Is it possible to change the batch_size of a dataloader after it was created?

Is this possible?
I’m asking this becasue for example today I had couple of models and for each of them I’d like to use a different batch_size, I initially created a dataloader with lets say batch_size of 32, and now I want to increase its size to lets say 128. but I dont want to create a new dataloader.
Is this possible?
I would appreciate any kind of help in this regard.

This shouldn’t be allowed in the current version anymore and you’ll get a ValueError:

ValueError: batch_size attribute should not be set after DataLoader is initialized

Creating a new DataLoader should be cheap, so I would recommend to initialize a new DataLoader.

2 Likes

Thanks, but why not?

Why isn’t this possible? How do I know what kind of DataLoader was passed?

Say I have the following:

def return_dl(
    dataloader: DataLoader,
    batch_size: int = None,
) -> DataLoader:

    if batch_size is not None:
        dataloader.batch_size = batch_size

    return dataloader

Here, dataloader could be any DataLoader subclass, e.g. 'NeighborLoader` from PyTorch Geometric. Why should this remain not allowed?

1 Like

The ValueError was added here when persistent_workers were introduced since changing internal attributes won’t have an effect anymore. I’m sure the code owners would like to hear your concerns and PRs should be welcome in case you want to allow changing these attributes for valid use cases.

1 Like

Thanks for the reply. But then how would one handle my use case? You receive an already instantiated DataLoader, and one has to change its batch size while keeping all the rest. What would be the best way to do so? How can one initialize a new DataLoader that is exactly like the old but with a different batch size?

Exactly as you’ve described: you could re-initialize a new DataLoader. Usually the creation of the DataLoader is cheap compared to the actual data loading and processing (assuming you are using lazy data loading).
Another complication (besides persistent workers) is that each worker pre-fetches batches in advance. If your code now manipulates internal states (such as the batch size) how and when should the change be visible?
Maybe there could be a clear API design, so your ideas are welcome.

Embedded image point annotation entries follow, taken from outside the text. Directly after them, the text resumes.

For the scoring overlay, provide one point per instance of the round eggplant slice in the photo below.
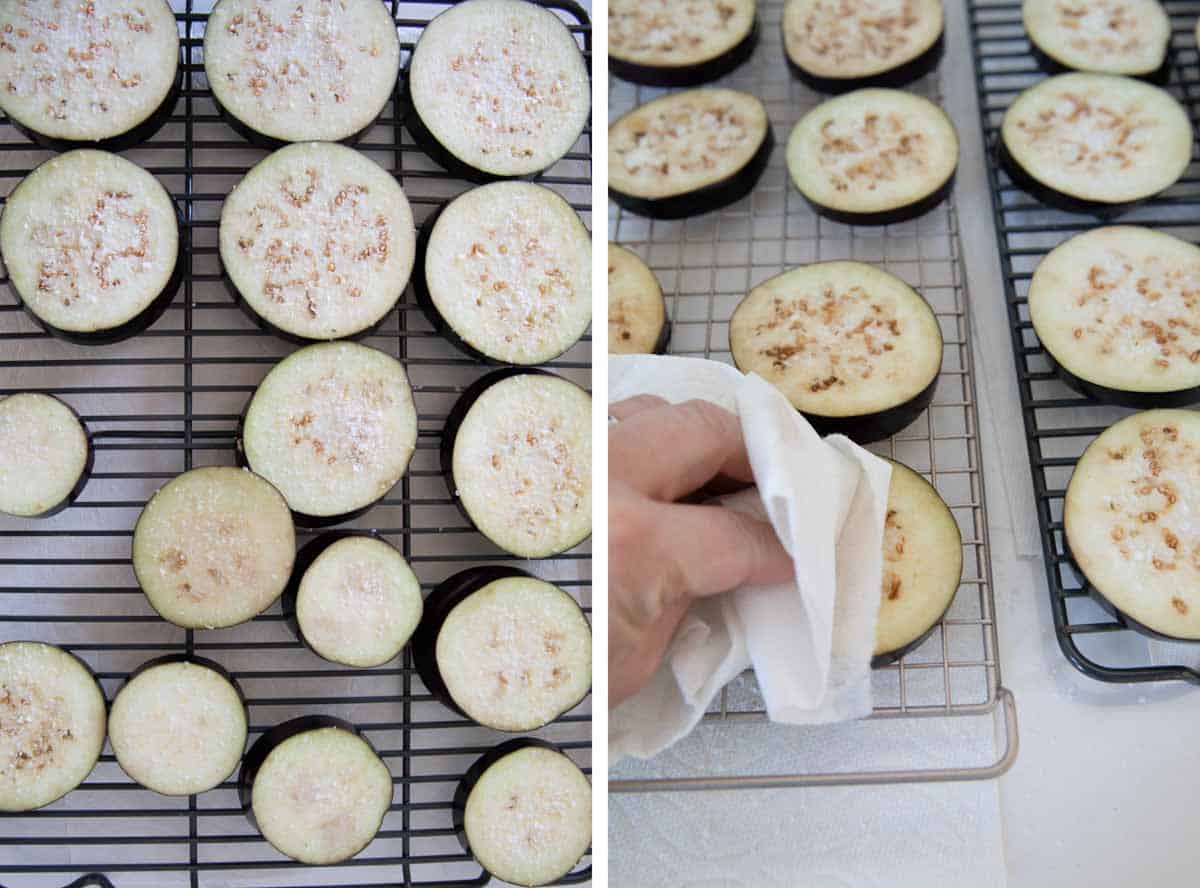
(498, 89)
(637, 312)
(507, 274)
(316, 790)
(1116, 310)
(214, 547)
(178, 725)
(525, 811)
(45, 455)
(667, 43)
(855, 348)
(354, 599)
(1128, 521)
(1103, 36)
(837, 46)
(922, 565)
(517, 455)
(91, 245)
(333, 427)
(53, 714)
(874, 156)
(688, 153)
(301, 70)
(504, 648)
(317, 241)
(1095, 143)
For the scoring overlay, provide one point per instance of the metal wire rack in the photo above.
(1060, 424)
(706, 265)
(168, 401)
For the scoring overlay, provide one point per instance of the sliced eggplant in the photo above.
(516, 451)
(317, 241)
(91, 246)
(52, 709)
(874, 156)
(835, 46)
(316, 789)
(301, 70)
(505, 274)
(1095, 143)
(1129, 521)
(214, 547)
(178, 725)
(922, 565)
(498, 89)
(688, 153)
(855, 348)
(353, 598)
(525, 811)
(102, 73)
(333, 426)
(504, 648)
(1103, 36)
(46, 455)
(1116, 309)
(637, 312)
(666, 43)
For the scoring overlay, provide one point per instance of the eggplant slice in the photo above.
(46, 455)
(517, 457)
(505, 274)
(91, 244)
(317, 241)
(922, 565)
(837, 46)
(504, 648)
(333, 426)
(102, 73)
(667, 43)
(53, 714)
(1095, 143)
(354, 599)
(498, 89)
(688, 153)
(525, 811)
(1102, 36)
(1116, 311)
(855, 348)
(874, 156)
(178, 725)
(301, 70)
(214, 547)
(306, 774)
(1129, 526)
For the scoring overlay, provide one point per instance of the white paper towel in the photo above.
(810, 641)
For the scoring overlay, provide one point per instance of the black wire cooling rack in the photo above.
(1060, 424)
(168, 401)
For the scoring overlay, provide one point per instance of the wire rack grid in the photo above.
(168, 401)
(708, 263)
(1059, 423)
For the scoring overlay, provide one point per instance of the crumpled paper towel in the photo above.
(810, 642)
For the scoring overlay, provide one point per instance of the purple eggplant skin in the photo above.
(707, 199)
(895, 78)
(687, 75)
(131, 138)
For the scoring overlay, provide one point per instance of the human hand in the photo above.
(664, 555)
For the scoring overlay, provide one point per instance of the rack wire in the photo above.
(1059, 423)
(706, 265)
(168, 401)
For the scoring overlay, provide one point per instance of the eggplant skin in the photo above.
(707, 199)
(894, 78)
(687, 75)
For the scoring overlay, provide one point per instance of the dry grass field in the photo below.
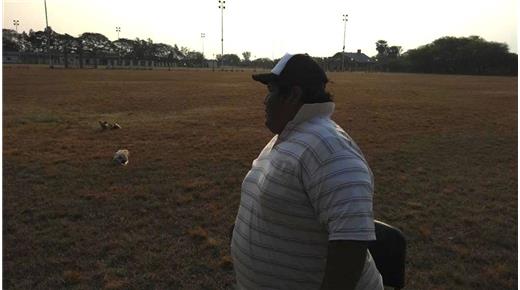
(443, 150)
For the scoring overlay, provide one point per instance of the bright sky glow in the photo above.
(269, 28)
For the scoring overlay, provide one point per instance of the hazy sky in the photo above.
(269, 28)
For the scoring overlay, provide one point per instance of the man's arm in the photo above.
(345, 262)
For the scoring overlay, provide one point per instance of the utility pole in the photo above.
(16, 23)
(118, 29)
(222, 6)
(345, 19)
(202, 36)
(48, 35)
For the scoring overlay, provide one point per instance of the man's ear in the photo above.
(295, 95)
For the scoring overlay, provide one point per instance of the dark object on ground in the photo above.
(121, 157)
(389, 253)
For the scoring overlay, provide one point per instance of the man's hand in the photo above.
(345, 262)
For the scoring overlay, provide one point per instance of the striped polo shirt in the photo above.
(309, 185)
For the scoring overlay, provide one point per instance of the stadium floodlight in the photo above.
(202, 36)
(16, 23)
(48, 35)
(345, 19)
(222, 6)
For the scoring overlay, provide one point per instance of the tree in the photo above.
(393, 51)
(464, 55)
(381, 47)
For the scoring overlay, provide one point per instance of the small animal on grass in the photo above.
(121, 157)
(106, 125)
(114, 126)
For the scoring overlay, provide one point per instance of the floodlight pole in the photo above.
(345, 19)
(16, 23)
(202, 36)
(48, 35)
(222, 6)
(118, 29)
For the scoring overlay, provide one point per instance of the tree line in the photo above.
(98, 46)
(449, 55)
(446, 55)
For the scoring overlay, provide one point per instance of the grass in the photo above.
(443, 150)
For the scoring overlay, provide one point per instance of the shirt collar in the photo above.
(307, 112)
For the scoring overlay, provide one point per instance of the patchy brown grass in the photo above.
(443, 150)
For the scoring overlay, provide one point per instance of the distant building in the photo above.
(352, 61)
(10, 57)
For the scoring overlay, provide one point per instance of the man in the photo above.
(305, 213)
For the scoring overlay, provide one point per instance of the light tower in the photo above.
(202, 36)
(16, 23)
(48, 35)
(345, 19)
(222, 6)
(118, 29)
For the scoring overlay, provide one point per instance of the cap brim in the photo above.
(265, 78)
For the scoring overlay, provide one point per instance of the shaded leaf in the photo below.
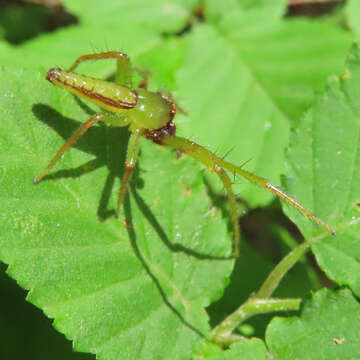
(115, 290)
(325, 329)
(324, 172)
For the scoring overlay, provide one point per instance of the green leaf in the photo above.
(229, 110)
(133, 27)
(162, 15)
(242, 92)
(353, 13)
(327, 328)
(324, 163)
(253, 349)
(135, 291)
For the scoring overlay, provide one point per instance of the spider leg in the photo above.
(210, 160)
(131, 157)
(224, 177)
(213, 162)
(124, 69)
(70, 142)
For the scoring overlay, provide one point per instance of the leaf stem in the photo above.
(260, 303)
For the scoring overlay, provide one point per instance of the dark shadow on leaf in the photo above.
(107, 144)
(132, 237)
(174, 247)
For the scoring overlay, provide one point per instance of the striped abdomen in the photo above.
(109, 96)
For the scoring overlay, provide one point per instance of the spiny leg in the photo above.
(70, 142)
(131, 156)
(124, 69)
(211, 160)
(224, 177)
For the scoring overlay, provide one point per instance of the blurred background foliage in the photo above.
(24, 331)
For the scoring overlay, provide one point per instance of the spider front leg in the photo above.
(131, 157)
(124, 69)
(105, 117)
(210, 161)
(70, 142)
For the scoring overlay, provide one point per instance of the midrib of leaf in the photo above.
(243, 62)
(158, 273)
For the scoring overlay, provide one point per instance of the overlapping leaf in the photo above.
(130, 291)
(327, 328)
(324, 158)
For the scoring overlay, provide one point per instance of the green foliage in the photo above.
(140, 287)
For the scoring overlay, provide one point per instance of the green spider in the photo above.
(148, 114)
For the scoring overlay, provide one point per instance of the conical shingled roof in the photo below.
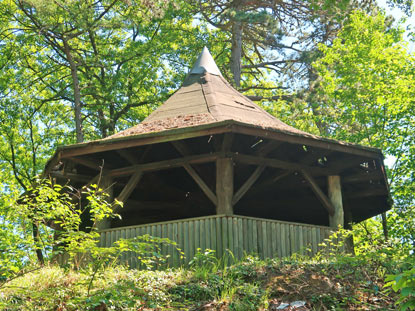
(206, 97)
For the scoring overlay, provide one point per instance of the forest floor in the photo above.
(251, 284)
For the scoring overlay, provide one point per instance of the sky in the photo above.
(398, 15)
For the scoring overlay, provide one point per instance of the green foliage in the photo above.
(404, 282)
(70, 241)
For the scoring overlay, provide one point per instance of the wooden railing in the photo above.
(239, 234)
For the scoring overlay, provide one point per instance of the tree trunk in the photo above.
(236, 53)
(76, 91)
(385, 226)
(38, 251)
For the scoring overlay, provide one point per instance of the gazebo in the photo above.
(211, 169)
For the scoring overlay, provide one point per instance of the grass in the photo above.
(208, 284)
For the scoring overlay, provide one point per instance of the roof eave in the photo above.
(208, 129)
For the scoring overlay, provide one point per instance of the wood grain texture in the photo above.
(239, 234)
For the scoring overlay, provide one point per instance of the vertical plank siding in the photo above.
(238, 235)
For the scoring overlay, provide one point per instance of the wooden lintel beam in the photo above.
(266, 148)
(363, 177)
(166, 164)
(130, 186)
(328, 144)
(89, 163)
(313, 155)
(255, 160)
(128, 156)
(205, 188)
(248, 184)
(182, 148)
(366, 193)
(71, 176)
(344, 164)
(145, 139)
(319, 193)
(270, 181)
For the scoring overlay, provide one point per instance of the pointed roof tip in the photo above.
(205, 63)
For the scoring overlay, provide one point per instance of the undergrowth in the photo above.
(346, 283)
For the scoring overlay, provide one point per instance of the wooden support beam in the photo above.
(184, 150)
(248, 184)
(130, 186)
(335, 195)
(106, 185)
(319, 193)
(166, 164)
(205, 188)
(227, 142)
(224, 186)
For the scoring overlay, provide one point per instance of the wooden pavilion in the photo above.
(211, 169)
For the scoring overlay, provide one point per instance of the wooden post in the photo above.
(106, 185)
(335, 196)
(224, 186)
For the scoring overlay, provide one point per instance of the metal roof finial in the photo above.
(205, 63)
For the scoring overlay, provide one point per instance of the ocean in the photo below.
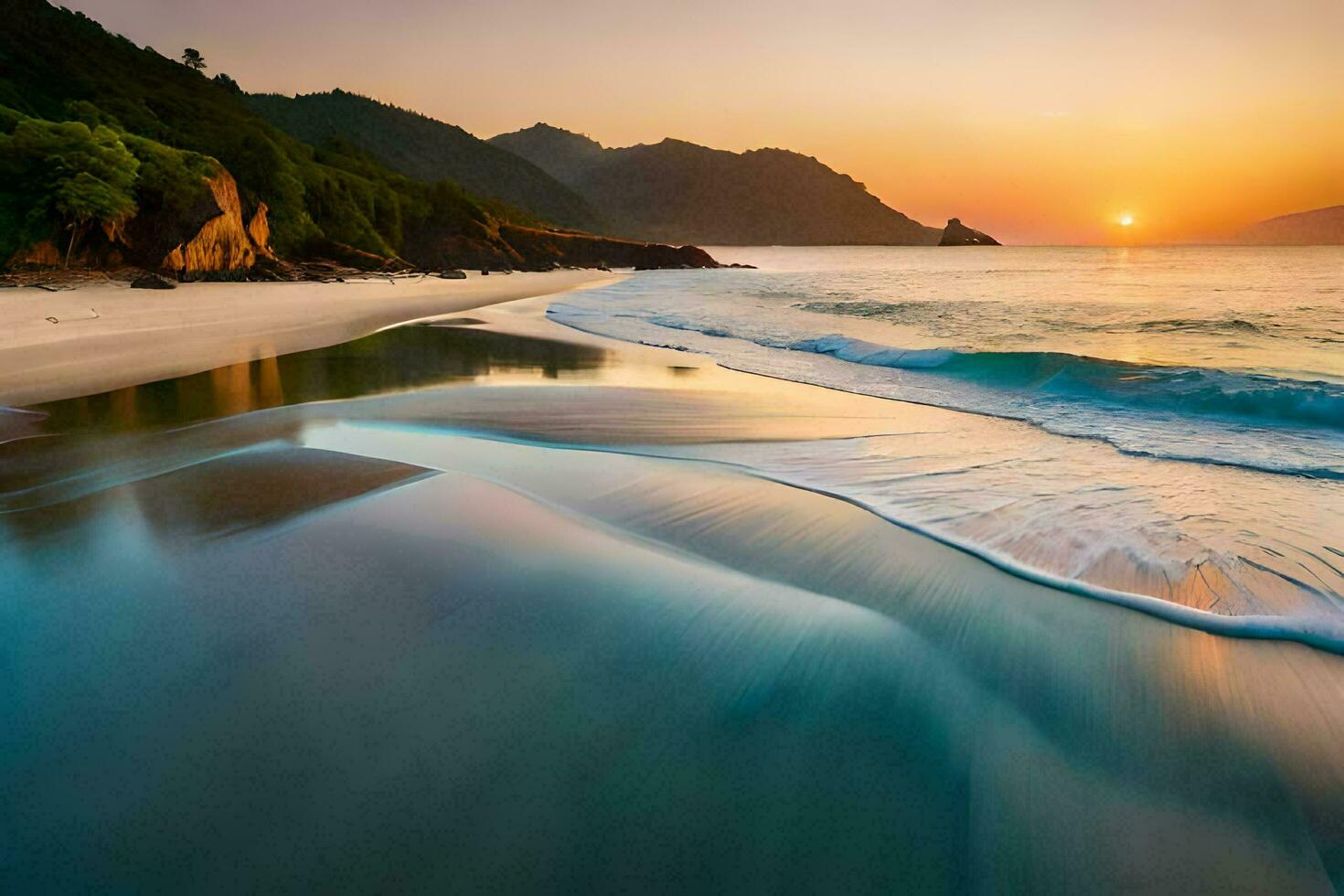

Thanks for being very active here!

Yep, I see. But re-initializing a new DataLoader is not easy as I do not know how this DataLoader was initialized! In my design, the user passes a dataloader and I have to change its batch size. Why? Well, because that dataloader (more the data behind it) is used to train two different models. The second model benefits from huge batch sizes. To solve the problem, I see no other solutions but to force the user to create two dataloaders, unless there is an easy way to create a new DataLoader from an existing one.

You should be able to still read the attributes of the passed DataLoader and could create the new one based on these attributes. Note that you might also need to check the internal sampler and its attributes in order to restore it. In case the user creates a custom sampler and you wouldn’t have the source code of it (I don’t know how it would work but it seems you don’t even know how the Dataset is defined), you might not be able to restore it.